I’ve been watching people go to war over SystemD for a few years now, it seems, and I just realized that I’m not sure exactly what the fuss is about.
SystemD is a service initialization mechanism for Linux. It replaces a few older packages, like SysVinit.
A lot of people seem to hate it with passion.
As I’ve said, I’m not entirely sure why; I understand why one wouldn’t want to necessarily change something solely for the sake of change, and I fully sympathize with that – but at the same time, the protests seem unreasoned.
I’ve seen things like “it doesn’t respect initialization order,” for example. Except it does; you can easily declare what services a given service needs to have already running. This has worked for me; even if it didn’t work, the fact that it’s part of the specification for SystemD means that a failure would be a bug, not a problem with SystemD as a concept.

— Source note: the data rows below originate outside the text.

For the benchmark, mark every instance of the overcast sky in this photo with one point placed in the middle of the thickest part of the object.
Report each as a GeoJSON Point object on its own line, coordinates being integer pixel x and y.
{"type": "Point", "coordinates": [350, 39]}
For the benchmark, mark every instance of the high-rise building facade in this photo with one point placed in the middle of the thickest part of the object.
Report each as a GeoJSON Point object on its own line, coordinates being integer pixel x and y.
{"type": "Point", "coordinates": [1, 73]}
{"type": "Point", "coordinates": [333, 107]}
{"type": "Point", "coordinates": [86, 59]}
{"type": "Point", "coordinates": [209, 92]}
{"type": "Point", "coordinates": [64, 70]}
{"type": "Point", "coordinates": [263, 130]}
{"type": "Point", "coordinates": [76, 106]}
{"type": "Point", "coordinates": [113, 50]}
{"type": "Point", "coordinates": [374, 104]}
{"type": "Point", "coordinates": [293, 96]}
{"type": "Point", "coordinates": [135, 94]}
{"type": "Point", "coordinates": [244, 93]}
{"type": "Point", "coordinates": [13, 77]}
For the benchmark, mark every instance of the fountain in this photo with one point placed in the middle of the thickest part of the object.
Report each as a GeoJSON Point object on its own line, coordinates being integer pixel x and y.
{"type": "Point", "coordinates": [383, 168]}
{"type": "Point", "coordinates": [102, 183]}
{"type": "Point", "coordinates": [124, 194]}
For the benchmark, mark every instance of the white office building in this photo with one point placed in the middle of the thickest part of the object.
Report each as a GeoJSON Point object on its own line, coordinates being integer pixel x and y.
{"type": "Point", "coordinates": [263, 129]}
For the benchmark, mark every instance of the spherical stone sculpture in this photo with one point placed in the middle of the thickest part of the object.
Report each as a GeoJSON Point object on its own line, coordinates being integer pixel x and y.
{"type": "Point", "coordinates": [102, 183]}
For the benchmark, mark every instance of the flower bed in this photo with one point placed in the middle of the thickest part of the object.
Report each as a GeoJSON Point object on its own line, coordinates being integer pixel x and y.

Security is a concern for SystemD – as it wants control of things that SysVinit did not. This assertion of control is a serious problem – but it’s not necessarily a problem with SystemD, and has more to do with how correctly written other programs were, and how fully specified a given service’ configuration is.
I’m not suggesting that SystemD’s security is an excuse to just complain about programs apparently broken by SystemD’s process model; I’d rather SystemD work with those programs, regardless of what they are. But – realistically – such programs are poorly behaved and should be fixed, even for SysVinit – SystemD is simply exposing a problem already there. Blaming SystemD isn’t the solution.
SystemD’s upgrade path – requiring a reboot to be executed – is a bigger problem, and one I’d fully understand. I’ve had systems that were up for more than a year without reboots – when I finally updated the servers, I grieved. But at the same time, I think this is a solvable problem – just like with the Linux kernel itself. Maybe SystemD can be made more modular, loading dynamic objects at runtime, allowing a “restart” to reload the modules instead of rebooting entirely.
Personally? I found SystemD to be much easier to work with than SysVinit. I don’t harbor any resentment or amusement at those who dislike it, but I can’t say I fully understand the point – yet.